Note-worthy Experiences Music Studio
F E A T U R E
Interview with Emilie Catlett
F E A T U R E
Interview with Emilie Catlett
What is your favorite genre of music?
Oof. It depends on my mood. Here is my honest answer:
While I have no scholarly evidence for this, I firmly believe that we forge our musical identities in our teens. My own musical tastes can be traced back to the 5 albums I played on loop between the ages of 12 and 18:
1. Billy Joel’s River of Dreams, 1993.
2. Crossing Bridges, 2004 with Mark O’Connor, Natalie Haas, and Carol Cook. I switched to
viola because of this album.
3. Ella and Louis, 1956
4. Elton John’s Goodbye Yellow Brick Road, 1973.

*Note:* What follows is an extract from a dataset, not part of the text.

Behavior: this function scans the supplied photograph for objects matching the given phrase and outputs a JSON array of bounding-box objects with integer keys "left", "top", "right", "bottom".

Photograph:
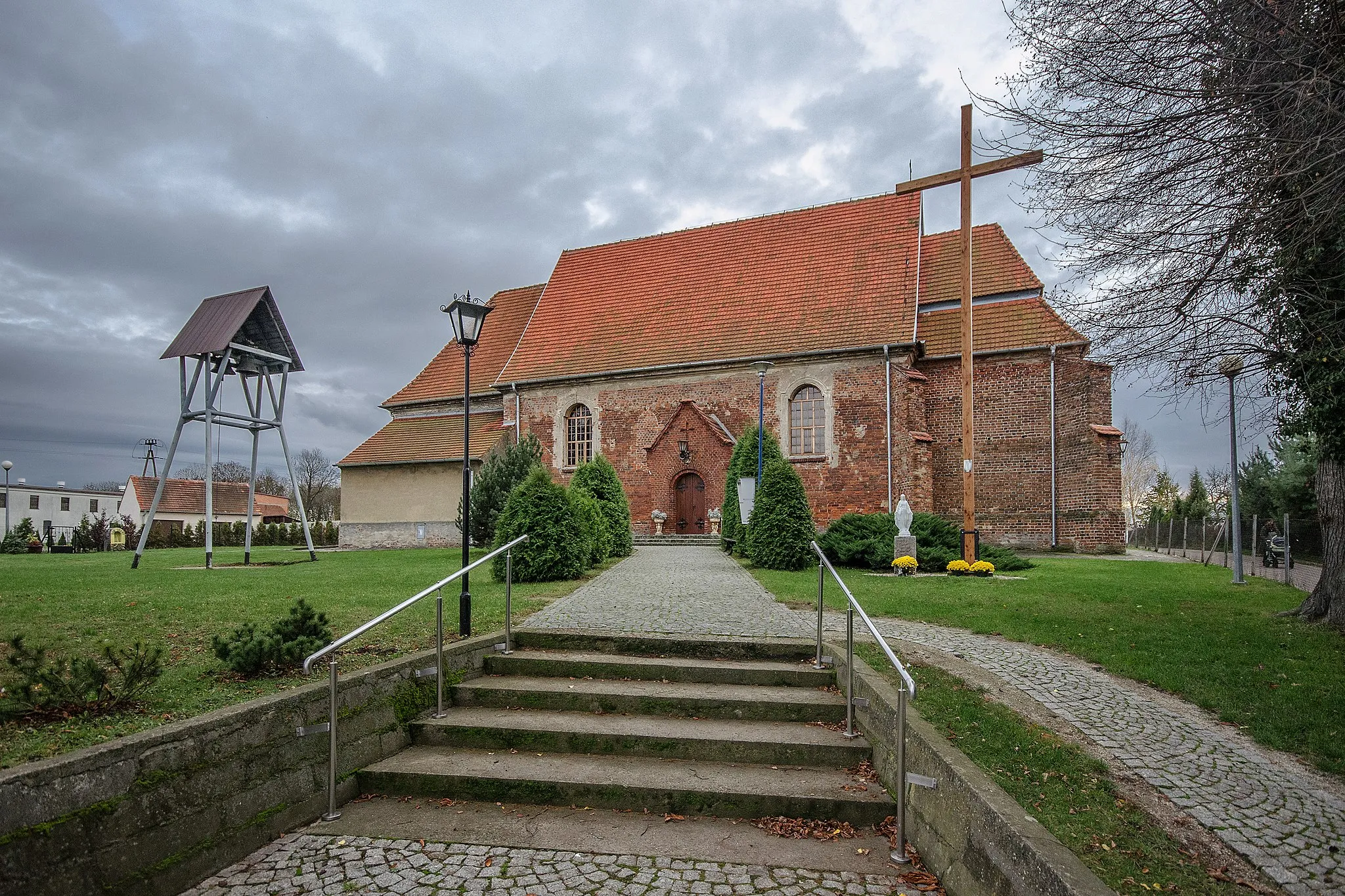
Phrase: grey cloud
[{"left": 0, "top": 0, "right": 1221, "bottom": 492}]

5. The Best of Fiddle Fever, 1990.
I should also mention that during these years, I played in several North Texas fiddle contests, so I listen to a lot of country music. Presently, my favorite tunes reflect my work more than they do my down-time. I’m currently writing a book about fiddle waltzes that made it to the Texas fiddle contests, and I’m arranging several of them for my viola duo. Bluegrass power-couple Bill Monroe and Kenny Baker occupy most of my headspace at this time. Next week, it could be someone else. While I enjoy playing classical music with my friends, I don’t listen to enough of it.
How old were you when you first learned to play an instrument?

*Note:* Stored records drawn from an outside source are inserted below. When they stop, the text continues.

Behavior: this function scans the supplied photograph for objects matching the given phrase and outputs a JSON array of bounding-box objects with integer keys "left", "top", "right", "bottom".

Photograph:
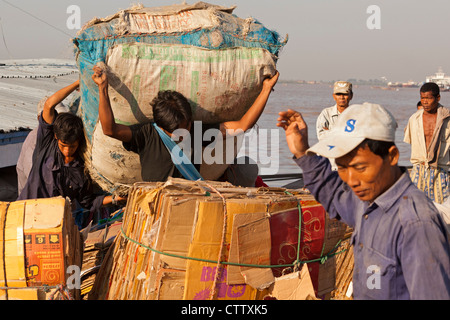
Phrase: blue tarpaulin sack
[{"left": 73, "top": 2, "right": 287, "bottom": 191}]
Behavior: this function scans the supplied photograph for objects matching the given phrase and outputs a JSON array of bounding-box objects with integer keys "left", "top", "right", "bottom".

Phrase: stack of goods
[
  {"left": 81, "top": 219, "right": 122, "bottom": 299},
  {"left": 73, "top": 2, "right": 286, "bottom": 192},
  {"left": 92, "top": 179, "right": 346, "bottom": 300},
  {"left": 0, "top": 197, "right": 83, "bottom": 300}
]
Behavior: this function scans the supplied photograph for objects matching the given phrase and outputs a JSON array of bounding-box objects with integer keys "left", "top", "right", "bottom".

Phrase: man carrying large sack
[{"left": 92, "top": 66, "right": 279, "bottom": 181}]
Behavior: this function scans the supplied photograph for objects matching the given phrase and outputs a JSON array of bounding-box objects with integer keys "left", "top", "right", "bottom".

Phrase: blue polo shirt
[
  {"left": 17, "top": 111, "right": 105, "bottom": 222},
  {"left": 295, "top": 156, "right": 450, "bottom": 300}
]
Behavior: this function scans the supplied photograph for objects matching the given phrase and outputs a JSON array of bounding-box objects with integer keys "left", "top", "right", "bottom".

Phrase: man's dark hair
[
  {"left": 420, "top": 82, "right": 440, "bottom": 98},
  {"left": 53, "top": 112, "right": 85, "bottom": 146},
  {"left": 150, "top": 90, "right": 192, "bottom": 133},
  {"left": 358, "top": 139, "right": 395, "bottom": 159}
]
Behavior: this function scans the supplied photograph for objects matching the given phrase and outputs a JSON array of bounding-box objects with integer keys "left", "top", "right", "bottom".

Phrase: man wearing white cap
[
  {"left": 316, "top": 81, "right": 353, "bottom": 140},
  {"left": 277, "top": 103, "right": 450, "bottom": 300}
]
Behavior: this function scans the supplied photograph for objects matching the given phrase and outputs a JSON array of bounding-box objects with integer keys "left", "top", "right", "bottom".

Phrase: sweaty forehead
[{"left": 335, "top": 145, "right": 380, "bottom": 167}]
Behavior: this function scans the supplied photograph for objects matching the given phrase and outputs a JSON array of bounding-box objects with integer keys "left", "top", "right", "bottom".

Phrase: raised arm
[
  {"left": 92, "top": 66, "right": 132, "bottom": 142},
  {"left": 42, "top": 80, "right": 80, "bottom": 124},
  {"left": 221, "top": 71, "right": 280, "bottom": 134}
]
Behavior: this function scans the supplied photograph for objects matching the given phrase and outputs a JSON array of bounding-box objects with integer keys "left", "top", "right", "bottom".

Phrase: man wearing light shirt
[{"left": 316, "top": 81, "right": 353, "bottom": 140}]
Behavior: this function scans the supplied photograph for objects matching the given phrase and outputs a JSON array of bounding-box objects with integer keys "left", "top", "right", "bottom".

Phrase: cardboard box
[{"left": 95, "top": 179, "right": 346, "bottom": 300}]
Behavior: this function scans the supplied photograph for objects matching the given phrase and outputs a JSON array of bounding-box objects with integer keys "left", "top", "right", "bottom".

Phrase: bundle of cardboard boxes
[{"left": 91, "top": 179, "right": 347, "bottom": 300}]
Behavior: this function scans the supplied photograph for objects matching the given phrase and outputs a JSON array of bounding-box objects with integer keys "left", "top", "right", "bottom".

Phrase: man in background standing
[
  {"left": 404, "top": 82, "right": 450, "bottom": 204},
  {"left": 316, "top": 81, "right": 353, "bottom": 170},
  {"left": 316, "top": 81, "right": 353, "bottom": 140}
]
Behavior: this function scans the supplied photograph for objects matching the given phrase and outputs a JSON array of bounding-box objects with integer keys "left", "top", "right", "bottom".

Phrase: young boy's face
[
  {"left": 58, "top": 139, "right": 80, "bottom": 158},
  {"left": 420, "top": 91, "right": 441, "bottom": 112}
]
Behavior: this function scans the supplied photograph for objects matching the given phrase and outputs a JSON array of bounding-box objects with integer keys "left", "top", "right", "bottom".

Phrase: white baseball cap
[
  {"left": 37, "top": 96, "right": 70, "bottom": 115},
  {"left": 306, "top": 102, "right": 398, "bottom": 158}
]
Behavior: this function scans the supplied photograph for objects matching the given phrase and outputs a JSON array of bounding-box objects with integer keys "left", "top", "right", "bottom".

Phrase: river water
[{"left": 241, "top": 82, "right": 450, "bottom": 182}]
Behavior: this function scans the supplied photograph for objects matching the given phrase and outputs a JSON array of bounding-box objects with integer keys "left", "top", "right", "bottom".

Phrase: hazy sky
[{"left": 0, "top": 0, "right": 450, "bottom": 81}]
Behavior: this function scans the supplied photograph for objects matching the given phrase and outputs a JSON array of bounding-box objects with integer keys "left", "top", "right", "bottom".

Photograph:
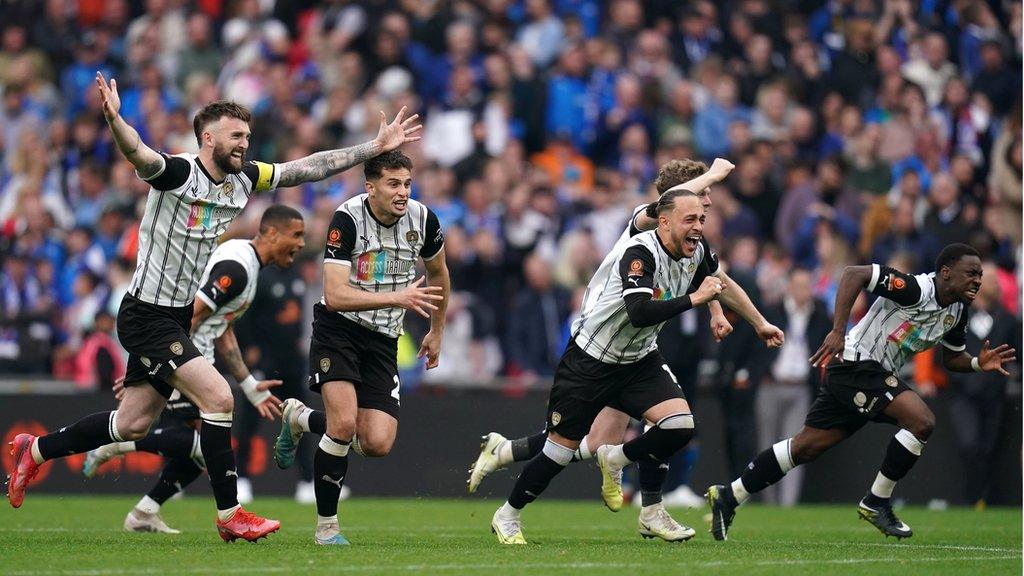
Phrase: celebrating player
[
  {"left": 7, "top": 73, "right": 421, "bottom": 541},
  {"left": 467, "top": 158, "right": 740, "bottom": 540},
  {"left": 707, "top": 244, "right": 1016, "bottom": 540},
  {"left": 274, "top": 151, "right": 450, "bottom": 544},
  {"left": 82, "top": 204, "right": 305, "bottom": 534},
  {"left": 490, "top": 184, "right": 783, "bottom": 544}
]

My mother put me in piano lessons when I was 3 or 4. I don’t remember much about the lessons. I remember singing more than I practiced piano, actually. I’ve tried a little bit of everything when I was a kid: guitar, clarinet, saxophone. My two sisters and I started violin lessons at the same time. I
was an older beginner at 9. Violin was the instrument that stuck...until I got my hands on a viola.
Who were some of your most inspiring teachers?

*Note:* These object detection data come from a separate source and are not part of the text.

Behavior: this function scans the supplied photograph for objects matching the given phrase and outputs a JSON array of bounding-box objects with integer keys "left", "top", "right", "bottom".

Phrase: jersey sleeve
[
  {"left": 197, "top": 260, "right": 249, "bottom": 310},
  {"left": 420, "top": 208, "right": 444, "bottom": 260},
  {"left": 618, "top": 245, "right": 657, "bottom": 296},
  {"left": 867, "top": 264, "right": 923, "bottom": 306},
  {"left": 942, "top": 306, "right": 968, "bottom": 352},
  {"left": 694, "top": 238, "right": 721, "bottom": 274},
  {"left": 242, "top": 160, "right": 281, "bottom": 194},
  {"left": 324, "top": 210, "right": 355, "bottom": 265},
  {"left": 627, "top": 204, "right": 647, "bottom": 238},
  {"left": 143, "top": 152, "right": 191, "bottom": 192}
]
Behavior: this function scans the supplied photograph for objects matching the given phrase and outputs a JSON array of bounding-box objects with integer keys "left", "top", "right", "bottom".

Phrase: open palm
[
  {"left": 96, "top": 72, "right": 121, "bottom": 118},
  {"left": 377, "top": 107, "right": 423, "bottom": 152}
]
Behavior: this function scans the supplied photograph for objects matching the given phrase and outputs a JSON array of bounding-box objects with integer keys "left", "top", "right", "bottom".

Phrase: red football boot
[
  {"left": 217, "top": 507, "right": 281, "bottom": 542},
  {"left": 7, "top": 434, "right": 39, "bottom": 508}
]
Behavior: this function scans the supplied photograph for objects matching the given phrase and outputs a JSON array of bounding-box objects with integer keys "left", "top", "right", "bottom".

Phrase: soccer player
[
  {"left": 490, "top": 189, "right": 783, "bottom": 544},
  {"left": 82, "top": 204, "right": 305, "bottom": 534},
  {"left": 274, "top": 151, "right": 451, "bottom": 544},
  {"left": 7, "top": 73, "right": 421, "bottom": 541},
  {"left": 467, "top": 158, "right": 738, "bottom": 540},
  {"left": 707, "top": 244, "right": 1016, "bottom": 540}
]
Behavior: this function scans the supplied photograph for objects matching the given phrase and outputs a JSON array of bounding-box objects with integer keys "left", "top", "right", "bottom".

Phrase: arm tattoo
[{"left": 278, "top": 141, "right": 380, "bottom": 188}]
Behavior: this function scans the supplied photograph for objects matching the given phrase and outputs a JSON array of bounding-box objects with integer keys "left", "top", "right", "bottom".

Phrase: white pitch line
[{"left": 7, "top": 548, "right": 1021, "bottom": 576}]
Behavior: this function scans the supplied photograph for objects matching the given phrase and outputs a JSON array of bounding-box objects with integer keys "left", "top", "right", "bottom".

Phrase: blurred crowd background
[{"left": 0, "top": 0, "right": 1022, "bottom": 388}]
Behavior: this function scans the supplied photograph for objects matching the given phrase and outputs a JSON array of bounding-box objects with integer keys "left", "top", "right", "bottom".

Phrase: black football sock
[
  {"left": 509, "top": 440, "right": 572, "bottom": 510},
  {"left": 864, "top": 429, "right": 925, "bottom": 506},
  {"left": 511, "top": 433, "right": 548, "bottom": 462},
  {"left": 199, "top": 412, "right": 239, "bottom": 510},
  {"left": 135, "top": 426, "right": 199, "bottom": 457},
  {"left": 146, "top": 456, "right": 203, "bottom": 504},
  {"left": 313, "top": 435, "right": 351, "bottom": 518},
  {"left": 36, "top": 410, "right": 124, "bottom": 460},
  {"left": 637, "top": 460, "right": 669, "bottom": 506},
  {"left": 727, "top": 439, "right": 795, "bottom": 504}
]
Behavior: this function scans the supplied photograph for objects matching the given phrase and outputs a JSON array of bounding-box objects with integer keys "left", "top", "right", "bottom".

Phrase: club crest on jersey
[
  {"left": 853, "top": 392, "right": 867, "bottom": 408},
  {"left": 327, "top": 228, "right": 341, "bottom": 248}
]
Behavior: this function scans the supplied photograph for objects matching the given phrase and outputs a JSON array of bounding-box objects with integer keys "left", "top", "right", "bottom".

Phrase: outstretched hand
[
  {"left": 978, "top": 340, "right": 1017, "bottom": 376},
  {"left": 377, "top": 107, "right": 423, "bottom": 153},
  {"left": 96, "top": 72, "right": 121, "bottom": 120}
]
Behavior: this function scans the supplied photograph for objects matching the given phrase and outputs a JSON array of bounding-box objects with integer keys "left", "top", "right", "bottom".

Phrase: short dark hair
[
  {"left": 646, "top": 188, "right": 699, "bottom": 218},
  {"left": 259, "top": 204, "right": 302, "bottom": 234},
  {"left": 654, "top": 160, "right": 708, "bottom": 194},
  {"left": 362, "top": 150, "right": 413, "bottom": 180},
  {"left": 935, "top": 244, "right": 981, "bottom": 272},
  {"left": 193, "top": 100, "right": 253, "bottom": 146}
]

This is a tough one for me to answer, but I feel like it’s such an important question. I’ve had the privilege of studying with some amazing musicians: classical, folk, and jazz. I have also had some incredibly challenging experiences with teachers, and I think these are just as important as the amazing ones. Three stick out, though. My old fiddle teacher, Dale Morris Sr, (“Waltz King” of Texas) taught me how to put my heart into my music. I wish I could put his speaking voice on the page, because it’s this slow, thick, small town Texas way of speaking. He phrases things just like he speaks, and my
time with him left quite a mark on my playing. The accent is certainly present in all of my work, but I think that makes me unique. Wayne Brooks was my Houston viola teacher. Here, I might get a little bit vulnerable. Mr. Brooks is an incredible violist, with a long career in the Houston Symphony. Many of his students move on to similar careers. I was not one of those students. I had almost no real classical strings experience when he took me into his studio; when we parted ways, I still had some technical mountains to climb. It was a challenging relationship at times, but I learned how to work my tail off. Rictor Noren was my Boston Conservatory teacher. In the two years we worked together, I went from a violist who worked really hard to hide her fiddling “accent,” to one who embraces her diverse musical identity. Mr. Noren gave me a space to just be unconventional, while still holding my
technique to high standards.
What is your advice for students who want to learn a new instrument or improve their
First, you should just go for it. Life is too short to not try the sound that you’re really drawn to. My second piece of advice comes from a dear friend and colleague of mine, Andy Reiner: “embrace the suck.” In order to become really good at something, we have to first be really bad at it. Learning to play an instrument is not always an amazing experience, and we will all go through periods of really hard work. Honestly, sometimes we are going to really feel like we “suck,” but that does not have to mean that it’s not worth the effort. Again, life is too short for us not to forgive ourselves for not immediately being “good” at something. Third, and last: spend time playing the things that you like. That can be something you learned in earlier lessons, a theme from a movie, or a really cool instrumental solo you heard in that new song you like. Learning to play an instrument can sometimes be a real slog, so you need to keep things you like to play in your back pocket.
When you are not performing or teaching what do you like to do?
Oh, I do a lot of things. I love to be outside, so I hike 5-6 miles every morning. I live very close to Ponkapoag Pond, so that’s my usual route. I closely follow the Great British Bake-off, because I enjoy a good baking challenge.. For those of you who are 21 and up, I brew my own cider and limoncello.;-) I do all of this while listening to audiobooks and podcasts, but my tastes are generally pretty spooky. I am also known to occasionally play Magic the Gathering and Dungeons and Dragons.